UAE
- Country: United Arab Emirates
- Country code: UAE

Current series
- Size: 520 mm × 110 mm 20.5 in × 4.3 in
- Serial format: Depending on the Emirate, A 1234(5) or 1(2) 3456
- Colour (front): Black on white
- Colour (rear): Black on white

= Vehicle registration plates of the United Arab Emirates =

Vehicle registration plates of the United Arab Emirates come under the jurisdiction of each of the country's seven emirates and each of them have their unique plate numbering design and system. The international code for the United Arab Emirates is UAE.

==Design==
Each emirate has its own vehicle registration plate design.

United Arab Emirates vehicle registration plates
| Emirate | Image (550x110mm) | Image (335x155mm) | Description and range (applies to current version) |
| Abu Dhabi |  |  | (1(2) 12345) The code (usually the number in the red area) can be either 1, 4 to 22 or 50 (to celebrate the UAE’s 50th National Day); the plate number can be only up to five digits. |
| Ajman |  |  | (A12345) Numbers contain up to 5 digits, and only A, B, C, D, E, and H can be the first letter. |
| Dubai |  |  | (A12345) AA, BB, CC, DD or EE can also be a code, and numbers contain a maximum of five digits. The following vehicles with special registration have special number plates: Taxis (max. 4 digits, taxi symbol, yellow color), Two-Wheelers (max. 5 digits, bike symbol), Classic Cars (max. 5 digits, CLASSIC on left hand side in yellow), Exported Cars (max. 4 digits, Blue Color), Vehicles on transit (max. 5 digits, Green color) and Police Vehicles (max. 4 digits, Dark Green color design on left hand side). |
| Fujairah |  |  | Fujairah license plates can have one of the letters: A to G, K, M, P, R, S, or T, on a white plate. Numbers contain a maximum of five digits. |
| Ras Al Khaimah |  |  | Ras Al Khaimah license plates can have one of the letters: A, C, D, I, K, M, N, S, V or Y, on a white plate, or feature a fort on the top side of the plate. Numbers contain a maximum of five digits. |
| Sharjah |  |  | Sharjah license plates either may or may not include a category number (also known as the plate’s “code”), spanning from 1 to 4 (possibly 1 to 5 in the future) on an orange or a white plate.
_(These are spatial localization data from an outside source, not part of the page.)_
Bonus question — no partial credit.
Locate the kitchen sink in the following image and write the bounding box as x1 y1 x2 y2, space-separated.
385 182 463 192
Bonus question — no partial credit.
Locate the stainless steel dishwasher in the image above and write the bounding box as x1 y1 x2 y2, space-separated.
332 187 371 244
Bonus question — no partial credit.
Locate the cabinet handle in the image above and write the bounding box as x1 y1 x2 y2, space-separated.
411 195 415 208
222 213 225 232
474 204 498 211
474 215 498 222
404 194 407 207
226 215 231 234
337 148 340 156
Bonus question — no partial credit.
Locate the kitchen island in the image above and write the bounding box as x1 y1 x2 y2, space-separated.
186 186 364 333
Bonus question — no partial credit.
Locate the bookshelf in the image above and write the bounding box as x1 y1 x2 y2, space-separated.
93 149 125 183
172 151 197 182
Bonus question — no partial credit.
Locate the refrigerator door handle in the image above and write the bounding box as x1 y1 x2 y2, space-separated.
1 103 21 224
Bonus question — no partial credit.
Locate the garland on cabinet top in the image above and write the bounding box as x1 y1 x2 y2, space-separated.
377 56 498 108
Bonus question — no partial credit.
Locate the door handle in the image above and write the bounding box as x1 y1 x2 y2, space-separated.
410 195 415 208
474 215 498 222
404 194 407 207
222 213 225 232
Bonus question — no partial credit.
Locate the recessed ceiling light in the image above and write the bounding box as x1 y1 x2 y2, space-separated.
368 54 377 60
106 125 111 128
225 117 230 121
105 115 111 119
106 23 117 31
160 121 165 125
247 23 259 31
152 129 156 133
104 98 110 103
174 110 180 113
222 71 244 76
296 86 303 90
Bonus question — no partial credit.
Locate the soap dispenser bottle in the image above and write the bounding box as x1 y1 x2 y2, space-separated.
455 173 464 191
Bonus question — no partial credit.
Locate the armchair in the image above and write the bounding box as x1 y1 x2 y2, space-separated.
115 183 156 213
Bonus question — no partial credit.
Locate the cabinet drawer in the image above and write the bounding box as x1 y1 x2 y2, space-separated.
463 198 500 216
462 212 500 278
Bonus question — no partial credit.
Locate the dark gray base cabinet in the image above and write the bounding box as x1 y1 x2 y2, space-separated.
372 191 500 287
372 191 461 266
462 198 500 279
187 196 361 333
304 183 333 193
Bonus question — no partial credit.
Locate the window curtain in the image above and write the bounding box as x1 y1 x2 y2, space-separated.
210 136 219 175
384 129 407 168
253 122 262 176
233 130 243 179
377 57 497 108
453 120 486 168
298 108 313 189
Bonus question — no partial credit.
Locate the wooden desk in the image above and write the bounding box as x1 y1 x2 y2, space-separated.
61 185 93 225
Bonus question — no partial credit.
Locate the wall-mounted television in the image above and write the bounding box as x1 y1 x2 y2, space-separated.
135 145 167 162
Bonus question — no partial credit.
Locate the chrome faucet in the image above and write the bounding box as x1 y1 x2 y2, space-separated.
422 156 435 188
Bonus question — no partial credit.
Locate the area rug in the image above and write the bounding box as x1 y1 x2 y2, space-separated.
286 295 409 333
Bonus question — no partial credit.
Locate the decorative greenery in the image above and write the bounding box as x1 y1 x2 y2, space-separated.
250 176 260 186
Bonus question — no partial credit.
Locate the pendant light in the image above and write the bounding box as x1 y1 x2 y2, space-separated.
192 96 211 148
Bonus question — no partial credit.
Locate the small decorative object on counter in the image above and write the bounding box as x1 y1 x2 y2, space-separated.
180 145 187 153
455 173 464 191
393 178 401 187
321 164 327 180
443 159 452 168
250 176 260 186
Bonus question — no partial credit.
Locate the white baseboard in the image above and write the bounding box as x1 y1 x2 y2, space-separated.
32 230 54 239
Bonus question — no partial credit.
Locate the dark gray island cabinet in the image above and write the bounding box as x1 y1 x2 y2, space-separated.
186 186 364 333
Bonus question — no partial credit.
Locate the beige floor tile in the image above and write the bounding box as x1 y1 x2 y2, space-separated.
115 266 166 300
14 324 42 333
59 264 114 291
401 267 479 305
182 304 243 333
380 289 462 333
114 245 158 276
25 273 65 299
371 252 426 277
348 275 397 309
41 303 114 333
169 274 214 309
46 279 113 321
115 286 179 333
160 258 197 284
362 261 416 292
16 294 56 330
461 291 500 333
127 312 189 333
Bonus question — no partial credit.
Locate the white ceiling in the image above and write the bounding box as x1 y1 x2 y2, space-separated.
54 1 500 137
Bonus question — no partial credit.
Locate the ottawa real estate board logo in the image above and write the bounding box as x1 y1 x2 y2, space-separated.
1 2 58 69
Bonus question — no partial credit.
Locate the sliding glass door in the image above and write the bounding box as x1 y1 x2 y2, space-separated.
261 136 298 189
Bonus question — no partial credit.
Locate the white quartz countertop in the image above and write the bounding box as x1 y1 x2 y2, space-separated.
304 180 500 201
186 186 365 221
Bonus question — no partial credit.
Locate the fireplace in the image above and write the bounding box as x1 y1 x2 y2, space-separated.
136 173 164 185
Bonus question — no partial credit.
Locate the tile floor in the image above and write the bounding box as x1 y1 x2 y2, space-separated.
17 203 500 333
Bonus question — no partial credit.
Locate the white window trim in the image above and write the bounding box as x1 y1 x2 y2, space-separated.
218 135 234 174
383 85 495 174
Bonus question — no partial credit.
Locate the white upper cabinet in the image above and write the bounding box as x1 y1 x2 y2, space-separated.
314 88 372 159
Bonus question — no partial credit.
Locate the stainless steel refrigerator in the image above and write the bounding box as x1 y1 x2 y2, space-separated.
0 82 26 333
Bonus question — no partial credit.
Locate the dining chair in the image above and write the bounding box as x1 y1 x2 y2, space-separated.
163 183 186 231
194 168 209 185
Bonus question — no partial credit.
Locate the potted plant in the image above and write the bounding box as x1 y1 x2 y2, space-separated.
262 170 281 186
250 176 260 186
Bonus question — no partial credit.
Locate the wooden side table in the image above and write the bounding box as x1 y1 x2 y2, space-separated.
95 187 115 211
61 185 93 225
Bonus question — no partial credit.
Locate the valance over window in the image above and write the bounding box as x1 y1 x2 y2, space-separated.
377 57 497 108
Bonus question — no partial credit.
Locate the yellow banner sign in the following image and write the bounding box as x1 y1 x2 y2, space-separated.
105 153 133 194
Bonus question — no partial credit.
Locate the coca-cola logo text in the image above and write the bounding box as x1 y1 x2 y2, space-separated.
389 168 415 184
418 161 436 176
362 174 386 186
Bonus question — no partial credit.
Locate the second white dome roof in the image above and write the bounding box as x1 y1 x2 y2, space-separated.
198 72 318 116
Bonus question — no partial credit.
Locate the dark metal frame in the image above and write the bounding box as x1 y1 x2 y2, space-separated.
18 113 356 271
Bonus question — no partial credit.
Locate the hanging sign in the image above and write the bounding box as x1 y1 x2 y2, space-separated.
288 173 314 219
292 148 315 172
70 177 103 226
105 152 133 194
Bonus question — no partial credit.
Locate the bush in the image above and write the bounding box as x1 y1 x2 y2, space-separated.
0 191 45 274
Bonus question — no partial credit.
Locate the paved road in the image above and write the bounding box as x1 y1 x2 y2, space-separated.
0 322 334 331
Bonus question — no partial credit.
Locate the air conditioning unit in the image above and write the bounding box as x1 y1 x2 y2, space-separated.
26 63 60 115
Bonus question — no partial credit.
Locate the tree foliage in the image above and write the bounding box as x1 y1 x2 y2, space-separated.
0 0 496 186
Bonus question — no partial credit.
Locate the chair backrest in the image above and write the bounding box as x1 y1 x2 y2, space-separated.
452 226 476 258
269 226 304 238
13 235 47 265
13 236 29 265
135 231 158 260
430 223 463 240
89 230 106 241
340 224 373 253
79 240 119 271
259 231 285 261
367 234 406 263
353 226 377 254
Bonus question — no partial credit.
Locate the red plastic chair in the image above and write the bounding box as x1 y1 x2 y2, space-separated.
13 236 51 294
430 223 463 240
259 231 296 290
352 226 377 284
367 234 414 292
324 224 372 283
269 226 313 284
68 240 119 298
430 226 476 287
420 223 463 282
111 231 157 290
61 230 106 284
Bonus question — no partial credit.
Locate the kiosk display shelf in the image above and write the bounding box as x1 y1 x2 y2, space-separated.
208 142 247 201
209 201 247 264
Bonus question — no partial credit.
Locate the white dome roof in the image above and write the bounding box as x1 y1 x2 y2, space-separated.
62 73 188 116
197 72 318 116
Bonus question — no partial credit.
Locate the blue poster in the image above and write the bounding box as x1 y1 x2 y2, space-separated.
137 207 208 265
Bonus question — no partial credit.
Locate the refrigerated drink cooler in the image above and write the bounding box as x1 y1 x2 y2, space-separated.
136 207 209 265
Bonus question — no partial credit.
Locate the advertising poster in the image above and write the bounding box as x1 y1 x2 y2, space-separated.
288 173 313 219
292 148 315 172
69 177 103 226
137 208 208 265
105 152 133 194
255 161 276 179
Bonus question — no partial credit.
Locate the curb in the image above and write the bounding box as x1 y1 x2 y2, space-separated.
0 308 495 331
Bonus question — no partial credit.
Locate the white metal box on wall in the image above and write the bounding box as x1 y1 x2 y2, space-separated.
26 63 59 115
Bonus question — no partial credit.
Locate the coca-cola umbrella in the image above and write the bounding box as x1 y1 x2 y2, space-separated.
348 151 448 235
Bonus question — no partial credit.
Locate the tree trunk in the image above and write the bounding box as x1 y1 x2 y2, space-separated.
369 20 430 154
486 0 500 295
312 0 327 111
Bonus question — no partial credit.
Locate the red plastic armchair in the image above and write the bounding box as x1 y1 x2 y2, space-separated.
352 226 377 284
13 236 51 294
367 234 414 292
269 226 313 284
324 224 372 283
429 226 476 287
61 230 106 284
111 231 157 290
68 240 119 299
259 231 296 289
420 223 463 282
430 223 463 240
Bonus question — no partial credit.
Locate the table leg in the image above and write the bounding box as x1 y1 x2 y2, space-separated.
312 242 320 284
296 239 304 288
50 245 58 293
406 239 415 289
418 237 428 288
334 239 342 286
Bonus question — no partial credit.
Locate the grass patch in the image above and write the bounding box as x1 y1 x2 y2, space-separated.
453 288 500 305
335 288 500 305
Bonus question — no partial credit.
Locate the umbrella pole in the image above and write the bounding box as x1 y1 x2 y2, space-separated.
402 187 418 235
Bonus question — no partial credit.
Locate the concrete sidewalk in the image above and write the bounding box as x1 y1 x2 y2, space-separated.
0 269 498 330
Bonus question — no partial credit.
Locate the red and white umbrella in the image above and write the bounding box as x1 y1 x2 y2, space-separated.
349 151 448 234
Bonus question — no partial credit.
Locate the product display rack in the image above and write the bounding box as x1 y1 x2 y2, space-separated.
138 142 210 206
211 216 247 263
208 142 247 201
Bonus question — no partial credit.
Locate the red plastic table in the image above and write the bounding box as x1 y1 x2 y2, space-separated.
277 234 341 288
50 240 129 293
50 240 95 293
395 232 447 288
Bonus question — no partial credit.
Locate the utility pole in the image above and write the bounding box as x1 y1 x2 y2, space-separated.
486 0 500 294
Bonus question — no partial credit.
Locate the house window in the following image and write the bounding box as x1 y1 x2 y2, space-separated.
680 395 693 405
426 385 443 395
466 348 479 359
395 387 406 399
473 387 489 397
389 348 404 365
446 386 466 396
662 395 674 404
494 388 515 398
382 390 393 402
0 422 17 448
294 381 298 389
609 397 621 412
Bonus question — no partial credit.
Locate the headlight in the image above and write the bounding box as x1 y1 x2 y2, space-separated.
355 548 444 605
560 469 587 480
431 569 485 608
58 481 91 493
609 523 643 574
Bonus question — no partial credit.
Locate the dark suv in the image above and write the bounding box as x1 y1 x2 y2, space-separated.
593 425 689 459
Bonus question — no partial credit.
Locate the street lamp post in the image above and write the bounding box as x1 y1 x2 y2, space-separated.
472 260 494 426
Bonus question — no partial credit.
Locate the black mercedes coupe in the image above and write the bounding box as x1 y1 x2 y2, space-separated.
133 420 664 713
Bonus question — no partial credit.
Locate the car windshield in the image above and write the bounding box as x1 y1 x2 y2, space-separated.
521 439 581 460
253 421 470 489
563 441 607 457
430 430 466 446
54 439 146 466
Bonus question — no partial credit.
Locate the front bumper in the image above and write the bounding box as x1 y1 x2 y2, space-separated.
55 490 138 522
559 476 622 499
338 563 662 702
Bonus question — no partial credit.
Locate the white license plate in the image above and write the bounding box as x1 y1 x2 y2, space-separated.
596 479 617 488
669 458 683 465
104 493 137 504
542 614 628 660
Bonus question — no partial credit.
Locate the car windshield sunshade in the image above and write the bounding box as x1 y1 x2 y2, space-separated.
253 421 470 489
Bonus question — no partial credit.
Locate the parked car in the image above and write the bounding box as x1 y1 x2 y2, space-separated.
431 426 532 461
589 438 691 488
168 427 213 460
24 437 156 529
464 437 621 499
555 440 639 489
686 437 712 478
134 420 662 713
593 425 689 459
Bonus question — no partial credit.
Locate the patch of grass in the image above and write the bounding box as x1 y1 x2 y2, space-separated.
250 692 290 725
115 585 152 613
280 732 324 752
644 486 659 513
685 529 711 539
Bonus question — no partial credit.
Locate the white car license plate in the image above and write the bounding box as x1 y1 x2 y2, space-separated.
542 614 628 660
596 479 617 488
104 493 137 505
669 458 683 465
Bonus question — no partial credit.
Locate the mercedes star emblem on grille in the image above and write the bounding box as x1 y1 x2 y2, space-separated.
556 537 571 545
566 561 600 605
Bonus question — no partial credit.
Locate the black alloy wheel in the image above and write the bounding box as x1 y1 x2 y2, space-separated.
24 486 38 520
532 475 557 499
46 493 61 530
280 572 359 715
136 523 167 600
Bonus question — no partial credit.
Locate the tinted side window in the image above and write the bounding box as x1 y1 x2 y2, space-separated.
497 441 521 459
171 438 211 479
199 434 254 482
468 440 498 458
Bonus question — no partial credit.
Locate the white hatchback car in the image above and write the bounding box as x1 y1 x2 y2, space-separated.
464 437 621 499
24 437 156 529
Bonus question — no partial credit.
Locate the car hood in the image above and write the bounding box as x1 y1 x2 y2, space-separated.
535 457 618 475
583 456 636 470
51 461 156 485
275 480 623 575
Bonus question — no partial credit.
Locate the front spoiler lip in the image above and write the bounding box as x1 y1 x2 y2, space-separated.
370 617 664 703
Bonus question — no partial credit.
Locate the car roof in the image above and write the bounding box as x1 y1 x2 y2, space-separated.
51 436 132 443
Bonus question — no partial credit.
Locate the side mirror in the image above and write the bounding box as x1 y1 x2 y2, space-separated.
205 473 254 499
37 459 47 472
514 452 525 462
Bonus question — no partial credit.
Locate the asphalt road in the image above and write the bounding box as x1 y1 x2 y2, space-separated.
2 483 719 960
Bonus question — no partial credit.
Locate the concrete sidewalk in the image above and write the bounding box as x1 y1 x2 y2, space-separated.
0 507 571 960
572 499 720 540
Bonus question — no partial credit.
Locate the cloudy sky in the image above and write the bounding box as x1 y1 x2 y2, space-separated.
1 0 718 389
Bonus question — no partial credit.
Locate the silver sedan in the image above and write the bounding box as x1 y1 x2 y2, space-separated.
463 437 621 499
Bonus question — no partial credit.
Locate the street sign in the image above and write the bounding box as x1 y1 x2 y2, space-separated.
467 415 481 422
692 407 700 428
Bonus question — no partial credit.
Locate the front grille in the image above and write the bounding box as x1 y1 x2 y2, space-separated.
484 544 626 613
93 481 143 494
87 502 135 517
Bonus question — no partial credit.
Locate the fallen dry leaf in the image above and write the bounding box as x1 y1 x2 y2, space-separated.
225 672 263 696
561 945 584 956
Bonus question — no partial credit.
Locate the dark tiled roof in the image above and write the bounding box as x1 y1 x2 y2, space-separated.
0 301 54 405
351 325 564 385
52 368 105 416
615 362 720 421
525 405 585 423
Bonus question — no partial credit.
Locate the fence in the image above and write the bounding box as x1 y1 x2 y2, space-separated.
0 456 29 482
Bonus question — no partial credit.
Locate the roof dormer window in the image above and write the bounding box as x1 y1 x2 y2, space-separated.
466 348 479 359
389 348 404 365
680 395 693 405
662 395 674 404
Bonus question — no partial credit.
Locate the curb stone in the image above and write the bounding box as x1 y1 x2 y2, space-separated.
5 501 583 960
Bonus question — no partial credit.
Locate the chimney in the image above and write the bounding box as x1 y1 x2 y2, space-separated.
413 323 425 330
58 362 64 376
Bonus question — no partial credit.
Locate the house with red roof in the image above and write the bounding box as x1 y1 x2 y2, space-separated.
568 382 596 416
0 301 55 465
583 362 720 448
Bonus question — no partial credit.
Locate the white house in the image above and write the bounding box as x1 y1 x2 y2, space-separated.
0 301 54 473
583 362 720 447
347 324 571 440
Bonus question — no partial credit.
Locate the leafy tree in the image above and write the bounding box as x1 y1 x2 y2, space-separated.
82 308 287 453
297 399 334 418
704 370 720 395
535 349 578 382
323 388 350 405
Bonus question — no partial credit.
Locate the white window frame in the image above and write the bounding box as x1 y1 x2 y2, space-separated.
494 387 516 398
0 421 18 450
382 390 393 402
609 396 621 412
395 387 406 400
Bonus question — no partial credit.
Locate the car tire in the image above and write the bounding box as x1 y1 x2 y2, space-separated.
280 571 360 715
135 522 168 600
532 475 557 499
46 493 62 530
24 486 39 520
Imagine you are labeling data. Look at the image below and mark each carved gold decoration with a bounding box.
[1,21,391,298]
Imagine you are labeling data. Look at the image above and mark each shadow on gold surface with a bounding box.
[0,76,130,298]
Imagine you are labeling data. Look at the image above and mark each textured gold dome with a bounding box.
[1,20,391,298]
License plates may have numbers contain a maximum of five digits. |
| Umm Al Quwain |  |  | Umm al-Quwain license plates can have one of the letters: A, B, C, D, E, F, G, H, I or X, on a white plate. Numbers contain a maximum of five digits. |

The Sharjah Police have launched new vehicle number plates that have modern design and enhanced quality.